Ali Arezki, P-dg de l’Entreprise du métro d’Alger (EMA) : «La vie sociale a complètement changé»

Même si l’activité du métro d’Alger n’a pas encore repris, depuis plus d’une année à l’arrêt, néanmoins, Ali Arezki, P-dg de l’Entreprise du métro d’Alger (EMA) garde son tonus et continue de travailler, avec le respect total des gestes barrières. Il parle de son quotidien durant ce mois sacré. 

 

Depuis l’avènement de la crise sanitaire, le mois de Ramadhan a-t-il une autre saveur pour vous ?
Il est clair comme l’eau que le mois de Ramadhan est différent des précédentes années. On n’a plus la même ambiance. Dans le passé, on le célébrait avec faste et ferveur. On se rassemblait, on partageait des moments empreints de joie et de bonheur. Actuellement, avec la situation sanitaire, on devient prudent, on limite ses sorties, on évite les lieux publics bondés et les rassemblements, on fait moins de courses, on évite les visites familiales. En gros, beaucoup de choses ont changé, même nos traditions et nos comportements ont changé. À vrai dire, c’est une situation sanitaire qui fait craindre. On a peur pour nos familles. On a peur d’être contaminé, de contaminer nos proches.

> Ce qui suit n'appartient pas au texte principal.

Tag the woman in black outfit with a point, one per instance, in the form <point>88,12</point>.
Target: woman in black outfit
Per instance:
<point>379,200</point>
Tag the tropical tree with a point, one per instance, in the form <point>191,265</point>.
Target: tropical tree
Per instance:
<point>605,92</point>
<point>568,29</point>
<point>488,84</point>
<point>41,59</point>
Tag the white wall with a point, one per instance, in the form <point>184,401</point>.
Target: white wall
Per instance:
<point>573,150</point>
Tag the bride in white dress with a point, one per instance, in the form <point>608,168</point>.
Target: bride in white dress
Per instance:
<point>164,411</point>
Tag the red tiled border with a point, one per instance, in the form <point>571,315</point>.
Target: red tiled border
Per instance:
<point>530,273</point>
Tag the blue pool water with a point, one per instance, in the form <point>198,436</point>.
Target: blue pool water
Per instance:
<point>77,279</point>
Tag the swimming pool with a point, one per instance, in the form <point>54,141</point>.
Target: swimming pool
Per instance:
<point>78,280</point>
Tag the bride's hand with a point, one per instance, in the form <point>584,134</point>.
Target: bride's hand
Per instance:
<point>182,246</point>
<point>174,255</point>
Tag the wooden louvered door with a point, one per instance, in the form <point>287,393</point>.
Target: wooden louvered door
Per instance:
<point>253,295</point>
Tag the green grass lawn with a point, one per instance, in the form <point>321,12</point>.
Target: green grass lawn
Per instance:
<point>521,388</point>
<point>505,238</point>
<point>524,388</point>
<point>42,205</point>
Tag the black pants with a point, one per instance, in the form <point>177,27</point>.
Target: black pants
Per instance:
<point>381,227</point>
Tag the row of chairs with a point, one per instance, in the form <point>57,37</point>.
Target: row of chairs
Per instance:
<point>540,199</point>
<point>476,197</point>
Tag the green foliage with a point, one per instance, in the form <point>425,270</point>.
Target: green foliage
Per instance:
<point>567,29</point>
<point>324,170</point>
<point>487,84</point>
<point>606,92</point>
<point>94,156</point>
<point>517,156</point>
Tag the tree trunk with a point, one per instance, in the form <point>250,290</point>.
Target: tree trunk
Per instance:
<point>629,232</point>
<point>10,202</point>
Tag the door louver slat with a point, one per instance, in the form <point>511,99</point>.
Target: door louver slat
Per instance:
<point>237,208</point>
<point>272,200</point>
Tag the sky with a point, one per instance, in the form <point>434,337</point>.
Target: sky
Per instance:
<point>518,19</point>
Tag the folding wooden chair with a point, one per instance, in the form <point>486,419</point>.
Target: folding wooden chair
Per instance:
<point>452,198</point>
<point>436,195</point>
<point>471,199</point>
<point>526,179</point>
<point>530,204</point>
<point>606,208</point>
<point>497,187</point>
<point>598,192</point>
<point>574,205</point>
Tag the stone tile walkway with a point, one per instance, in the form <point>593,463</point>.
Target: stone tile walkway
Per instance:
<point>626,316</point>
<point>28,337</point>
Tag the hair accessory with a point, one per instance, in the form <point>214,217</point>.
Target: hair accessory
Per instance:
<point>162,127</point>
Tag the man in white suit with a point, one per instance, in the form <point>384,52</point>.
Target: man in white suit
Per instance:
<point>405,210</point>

On veille à être vigilant et prudent. La vie sociale a complètement changé.
Le confinement et la propagation rapide du virus affectent-ils vos habitudes en ce mois sacré ?
Bien évidemment, la situation sanitaire a affecté nos habitudes eton les a changé complètement. Ce qui a changé pour moi, ce sont les liens sociaux et familiaux. Durant les précédentes années, on passait le mois sacré en famille et on recevait des amis. Ce n’est plus le cas aujourd’hui car on a bannit ce genre de traditions.
Êtes-vous plus rentable quand vous faites carême où votre tonus diminue ?
Je suis foncièrement productif durant le jeûne. Je suis nettement plus rentable. Je préfère travailler pour passer le temps. Je passe les trois quarts de mon temps au travail. Même si le métro est à l’arrêt, nous continuons à faire quotidiennement des roulages  à vide pour maintenir tous les systèmes en fonctionnement.
Avez-vous de nouvelles habitudes durant le mois de Ramadhan ?
Il est connu que dans l’esprit du musulman, c’est de multiplier les actions de bienfaisance et de charité. Comme tout citoyen musulman algérien, j’essaye d’aider mon entourage. Je ne vais pas dévoiler mes actions car c’est une action individuelle. Durant ce mois sacré, on devient plus solidaire que les autres mois de l’année.